Le Chef d’état-major de l’Armée de l’Air (CEM-AA), le général de brigade Daouda Dembélé était face à la presse, le vendredi 3 janvier 2020, dans la salle de conférence de la Direction de l’Information et des Relations Publiques des Armées(DIRPA). Le Général Dembélé entend ainsi fournir toutes les informations sur le fonctionnement du transport aérien militaire pour éviter toute incompréhension au sein des populations qui sont les raisons d’être des FAMa.

Devant la presse privée et publique, le général de brigade Daouda Dembélé a tenu un langage franc sur le planning occasionnel de l’Armée de l’air.  Il a déclaré qu’il est normal que les aéronefs de transports militaires soient utilisés par des civils, des associations, des organisations et des institutions en dehors du Ministère de la défense et des anciens combattants.

Toute personne physique ou morale peut bénéficier du service des aéronefs militaires, a expliqué le CEM-AA au cours de ce point de presse.
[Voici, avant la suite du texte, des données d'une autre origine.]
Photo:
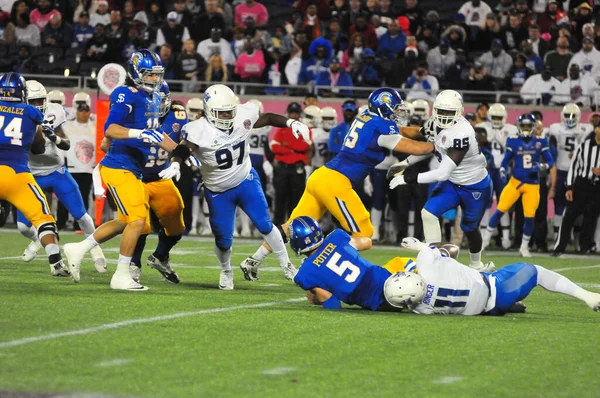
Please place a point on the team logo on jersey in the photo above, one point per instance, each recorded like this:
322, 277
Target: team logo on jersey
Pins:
84, 151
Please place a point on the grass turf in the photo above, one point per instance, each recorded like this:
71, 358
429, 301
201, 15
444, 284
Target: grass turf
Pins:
258, 341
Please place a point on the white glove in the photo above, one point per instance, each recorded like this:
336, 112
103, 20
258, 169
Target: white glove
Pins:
368, 186
397, 168
411, 243
173, 171
300, 129
397, 181
152, 136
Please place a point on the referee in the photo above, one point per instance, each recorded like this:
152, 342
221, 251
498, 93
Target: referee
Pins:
583, 194
289, 175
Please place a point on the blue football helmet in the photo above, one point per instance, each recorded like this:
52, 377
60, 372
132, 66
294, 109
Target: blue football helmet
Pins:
387, 103
527, 125
13, 88
165, 98
305, 234
145, 69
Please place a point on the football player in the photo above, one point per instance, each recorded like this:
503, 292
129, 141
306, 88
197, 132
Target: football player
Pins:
50, 173
23, 130
525, 152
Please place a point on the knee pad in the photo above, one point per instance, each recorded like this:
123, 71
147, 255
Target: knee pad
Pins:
47, 228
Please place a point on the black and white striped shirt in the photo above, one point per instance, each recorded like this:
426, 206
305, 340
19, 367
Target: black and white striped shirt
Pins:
586, 158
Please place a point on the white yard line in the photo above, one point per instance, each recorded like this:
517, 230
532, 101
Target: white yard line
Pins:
130, 322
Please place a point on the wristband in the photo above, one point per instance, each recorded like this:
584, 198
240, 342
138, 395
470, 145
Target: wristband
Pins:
135, 133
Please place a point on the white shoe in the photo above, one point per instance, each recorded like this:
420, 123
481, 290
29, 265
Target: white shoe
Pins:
289, 271
99, 259
31, 251
525, 252
250, 268
226, 280
135, 272
74, 254
59, 269
125, 282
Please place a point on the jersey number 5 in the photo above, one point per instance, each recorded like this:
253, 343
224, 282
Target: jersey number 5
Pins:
332, 264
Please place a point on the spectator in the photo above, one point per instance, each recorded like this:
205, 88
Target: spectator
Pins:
216, 70
490, 31
415, 15
514, 33
474, 12
539, 89
366, 31
251, 64
534, 62
320, 52
496, 61
334, 78
558, 60
253, 9
95, 48
588, 59
576, 88
457, 75
173, 33
440, 59
518, 73
57, 33
207, 21
392, 42
82, 31
27, 33
370, 75
216, 45
41, 15
422, 85
101, 16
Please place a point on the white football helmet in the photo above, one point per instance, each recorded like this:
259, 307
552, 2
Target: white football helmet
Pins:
447, 108
57, 97
220, 99
570, 115
194, 107
328, 118
404, 289
421, 108
81, 97
258, 103
497, 114
37, 92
Il a fait savoir que la pratique de l’affrètement des avions militaires existe ne date pas d’aujourd’hui.

Depuis la première acquisition d’aéronefs de transport militaire au Mali, les particuliers peuvent s’en servir seulement dans les règles élaborées. Selon lui, l’affrètement n’est ni une location ni non plus un service gracieux.

Le général de brigade Daouda Dembélé précise que l’affrètement consiste à assurer le service au prix correspondant aux services demandés par le ou les demandeurs.  Cela se passe sans aucun bénéfice pour l’Armée de l’Air, le demandeur assure les frais inhérents à la mission. L’Armée de l’Air ne paie rien.

Elle ne demande pas non plus un quelconque bénéfice, Il s’agit d’une assistance militaire en faveur de nos populations et de nos partenaires, a insisté le général. C’est une action civilo-militaire sur un autre plan.

Le Chef d’Etat-major de l’Armée de l’Air a expliqué les conditions de l’affrètement qui sont, entre autres, l’état des aéronefs, la disponibilité de l’aéronef, le point de destination de l’aéronef.

Pour les modalités de l’affrètement, le demandeur adresse une demande au Ministère de la défense et des anciens combattants. Mais en aucun cas, l’affrètement ne peut distraire une mission militaire, insiste le CEM-AA. Par ailleurs, ce point de presse répond ici à un buzz sur les réseaux sociaux qui avait provoqué un tollé dans la capitale.